= The Blondes =

Satirical horror novel by Emily Schultz

The Blondes is a satirical horror novel by Emily Schultz that was published in 2012 by St. Martin's Press. The novel was later adapted into a television series and podcast of the same name.

== Background ==
The idea for the book came about while Schultz was reading Vanity Fair and saw a Gucci advertisement filled with rabid looking blondes. The book's protagonist is Hazel Hayes, a graduate student who finds out that she is pregnant after an affair with her professor. Shortly after discovering that she is pregnant a pandemic begins that only effects women with blonde hair. The story is told as a retrospective narration to Hayes's unborn child.

== Reception ==
The reviews for the book were mixed. Publishers Weekly's review notes that not all readers will agree with the underlying assumption "that women only matter when they're dangerous." A review in Kirkus Reviews praised the book for its dark satire and the ambiguous metaphor of the disease. A review written by Isabella Biedenharn in Entertainment Weekly, criticized the book for trying too hard which leads to a boring read. In a Booklist review, Donna Seaman writes that "Schultz sharply addresses a slew of social failings ... in this ferociously clever, exceedingly well written variation on the pandemic novel". The book was a 2013 Trillium Book Award finalist.

== Adaptations ==
In June 2017, The Hollywood Reporter revealed that The Blondes would be among the first series to premiere on AMC Networks' Shudder streaming service.
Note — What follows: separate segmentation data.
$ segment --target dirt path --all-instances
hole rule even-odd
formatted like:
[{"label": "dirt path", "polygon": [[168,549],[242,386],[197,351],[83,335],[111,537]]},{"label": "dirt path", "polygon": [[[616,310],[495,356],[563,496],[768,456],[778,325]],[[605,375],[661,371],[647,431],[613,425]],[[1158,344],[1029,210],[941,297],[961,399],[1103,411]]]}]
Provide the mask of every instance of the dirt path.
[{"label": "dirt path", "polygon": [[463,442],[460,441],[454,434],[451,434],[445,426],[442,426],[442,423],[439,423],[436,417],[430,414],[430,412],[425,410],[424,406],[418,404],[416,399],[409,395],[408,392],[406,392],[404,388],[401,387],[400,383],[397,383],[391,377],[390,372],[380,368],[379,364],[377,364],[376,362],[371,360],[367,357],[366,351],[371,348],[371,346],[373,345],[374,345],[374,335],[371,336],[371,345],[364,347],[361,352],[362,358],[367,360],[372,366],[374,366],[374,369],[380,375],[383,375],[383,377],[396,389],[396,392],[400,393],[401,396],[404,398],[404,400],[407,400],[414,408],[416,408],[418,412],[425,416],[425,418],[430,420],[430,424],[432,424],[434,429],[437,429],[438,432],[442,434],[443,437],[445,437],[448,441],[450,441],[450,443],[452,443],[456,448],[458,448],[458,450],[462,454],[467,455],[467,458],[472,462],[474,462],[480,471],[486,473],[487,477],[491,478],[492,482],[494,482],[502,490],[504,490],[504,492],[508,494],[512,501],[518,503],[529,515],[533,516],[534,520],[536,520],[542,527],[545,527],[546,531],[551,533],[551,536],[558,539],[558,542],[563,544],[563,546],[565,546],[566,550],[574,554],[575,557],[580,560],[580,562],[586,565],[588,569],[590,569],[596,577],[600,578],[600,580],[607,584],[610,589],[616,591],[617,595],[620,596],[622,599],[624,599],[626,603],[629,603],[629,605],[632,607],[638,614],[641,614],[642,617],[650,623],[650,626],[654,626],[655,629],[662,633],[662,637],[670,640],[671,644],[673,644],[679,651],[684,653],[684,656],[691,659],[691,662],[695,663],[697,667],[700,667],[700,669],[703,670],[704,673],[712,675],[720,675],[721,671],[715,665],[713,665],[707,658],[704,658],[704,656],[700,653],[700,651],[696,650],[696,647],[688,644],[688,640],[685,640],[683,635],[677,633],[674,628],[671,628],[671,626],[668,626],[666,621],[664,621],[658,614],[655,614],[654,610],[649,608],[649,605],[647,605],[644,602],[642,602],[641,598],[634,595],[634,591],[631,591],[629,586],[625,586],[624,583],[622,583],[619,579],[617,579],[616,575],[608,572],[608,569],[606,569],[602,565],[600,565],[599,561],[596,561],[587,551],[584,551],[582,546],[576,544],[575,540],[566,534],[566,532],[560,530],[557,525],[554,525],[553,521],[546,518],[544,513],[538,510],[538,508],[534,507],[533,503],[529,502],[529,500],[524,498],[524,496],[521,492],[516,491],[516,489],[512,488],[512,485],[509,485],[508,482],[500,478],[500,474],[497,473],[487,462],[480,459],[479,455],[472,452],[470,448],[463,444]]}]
In 2019, Schultz regained the rights and collaborated with executive producer Duncan Birmingham along with directors Brian Joseph Davis and Jenny Grace to create a podcast that drew on the novel. The scripted podcast based on the novel was released on July 8, 2019, and starred Madeline Zima, Robert Belushi, Helen Hong, Dana Berger, and Cecilia Corrigan. In 2020, it was announced that the European podcast network, Sybel, will produce French and Spanish language versions of The Blondes podcast.